As is seemingly always the case when a team struggles, Boucher is the fall guy. But is he really at fault? I don't think so.

It's been no secret that the Lightning have one of the greatest collections of offensive talent in the NHL between Steven Stamkos, Martin St. Louis, Vincent Lecavalier and now Teddy Purcell and Cory Conacher. And really, scoring goals was never the problem in Tampa.

Really, the issue was in net. And no, I don't think that was on Boucher or his coaching staff. Not many teams are going to win when your goalies are Dwayne Roloson in his 40s, Mathieu Garon and Anders Lindback.

In the three seasons Boucher coached the Lightning (OK, 2 1/2 seasons), they never had a save percentage higher than .903 as a team. To underscore, that's pretty bad. It's no coincidence the Lightning were at their best when they had a goalie on a hot run -- Roloson during the team's run to the East finals. When he had competent-to-good goaltending, his team was good enough to almost win the Cup.

As we all know, defense wins championships and your defense is going to look bad when the last line is a collection of sieves.

It is on Yzerman to find a solution to this goalie problem. He hoped acquiring Lindback from Nashville in the offseason was going to be that answer but it hasn't been. He has a .903 save percentage and 2.88 goals against average this season, certainly not stellar numbers.

Some of that is on the defensemen in front of the goalies. Mike Smith and Dan Ellis were both in Tampa Bay within the last three seasons and they struggled, too. Again, the defense is an issue Yzerman has tried to address and perhaps he feels like he did by signing Matt Carle and Sami Salo over the summer but it's not like those two are going to be labeled defensive stalwarts anytime soon.

The point is, Boucher never had much of a chance with the stable of goaltenders he has had. They should thank him for reaching that East final a couple years ago when perhaps they had little business getting there.

This wasn't an issue of losing the team or any other silly reason of that nature. It was simply about the Lightning not performing well enough. The oddity of their massive struggles this season is that the Lightning are actually outscoring their opponents. Usually a positive goal-differential is going to lead to a positive record. It just hasn't.
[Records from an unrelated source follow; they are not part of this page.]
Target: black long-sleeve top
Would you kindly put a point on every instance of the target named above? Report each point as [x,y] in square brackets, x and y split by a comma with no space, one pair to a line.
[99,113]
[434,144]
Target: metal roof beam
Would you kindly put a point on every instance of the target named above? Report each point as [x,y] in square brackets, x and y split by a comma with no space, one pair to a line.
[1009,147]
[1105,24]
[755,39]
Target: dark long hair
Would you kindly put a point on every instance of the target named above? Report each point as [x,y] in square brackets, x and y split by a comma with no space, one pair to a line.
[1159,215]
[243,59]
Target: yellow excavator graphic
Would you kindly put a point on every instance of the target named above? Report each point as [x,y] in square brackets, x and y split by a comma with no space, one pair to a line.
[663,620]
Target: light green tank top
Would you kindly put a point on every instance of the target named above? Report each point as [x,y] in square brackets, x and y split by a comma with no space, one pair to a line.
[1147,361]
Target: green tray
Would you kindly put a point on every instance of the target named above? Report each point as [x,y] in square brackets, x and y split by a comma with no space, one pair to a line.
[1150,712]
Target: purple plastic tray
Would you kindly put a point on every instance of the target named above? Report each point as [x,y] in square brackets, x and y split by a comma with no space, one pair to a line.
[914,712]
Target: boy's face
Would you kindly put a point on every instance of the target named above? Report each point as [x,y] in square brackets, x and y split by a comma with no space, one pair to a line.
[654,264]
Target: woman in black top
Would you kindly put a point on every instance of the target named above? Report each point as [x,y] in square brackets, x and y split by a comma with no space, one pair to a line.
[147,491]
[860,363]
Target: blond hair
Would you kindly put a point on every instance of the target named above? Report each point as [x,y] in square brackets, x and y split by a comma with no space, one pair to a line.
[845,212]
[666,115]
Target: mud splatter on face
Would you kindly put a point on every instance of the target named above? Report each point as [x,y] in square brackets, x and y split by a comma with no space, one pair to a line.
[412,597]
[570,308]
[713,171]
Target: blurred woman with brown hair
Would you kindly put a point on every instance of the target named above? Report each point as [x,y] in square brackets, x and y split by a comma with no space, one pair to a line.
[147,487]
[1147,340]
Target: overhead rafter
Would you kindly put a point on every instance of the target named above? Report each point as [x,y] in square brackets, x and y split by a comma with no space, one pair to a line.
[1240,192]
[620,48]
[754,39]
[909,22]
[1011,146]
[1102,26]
So maybe that's why Yzerman looks at it and thinks a change will do them good. Maybe he sees a team that already has $62 million committed next season to a salary cap that will be $64.3 million and expects it should be performing as well as it's paid.

Maybe he sees they are doing some things to win and maybe another coach will bring out more of that. Maybe a new coach won't allow the Lightning to give up four goals in the first period as they did Saturday in Ottawa, probably the final straw for Boucher.

Or maybe the Lightning will continue to underperform with the backstops they employ.

Outside of the goaltending concerns, the Lightning have a juicy roster for a lot of coaches at the moment. What coach aside from Barry Melrose wouldn't love to come in and work with Stamkos? Jon Cooper is on everybody's short list as a possible replacement, as is Lindy Ruff, the only other coach fired this season in the NHL.

Maybe a new coach can come in and do what Bruce Boudreau has done in Anaheim. He took over a team last season that was pretty much out of the playoffs but built on a late-season run and has the Ducks flying this season. The Lightning have some of the same ingredients.

At the same time, some other team is going to scoop up Boucher. He's a bright coach and that didn't change while he was in Tampa. It was just two years ago he was the toast of the coaching community. He just lost that "touch" when he wasn't given a good enough goalie.

Or if that doesn't work out, he could always go into the Robert De Niro impersonation business.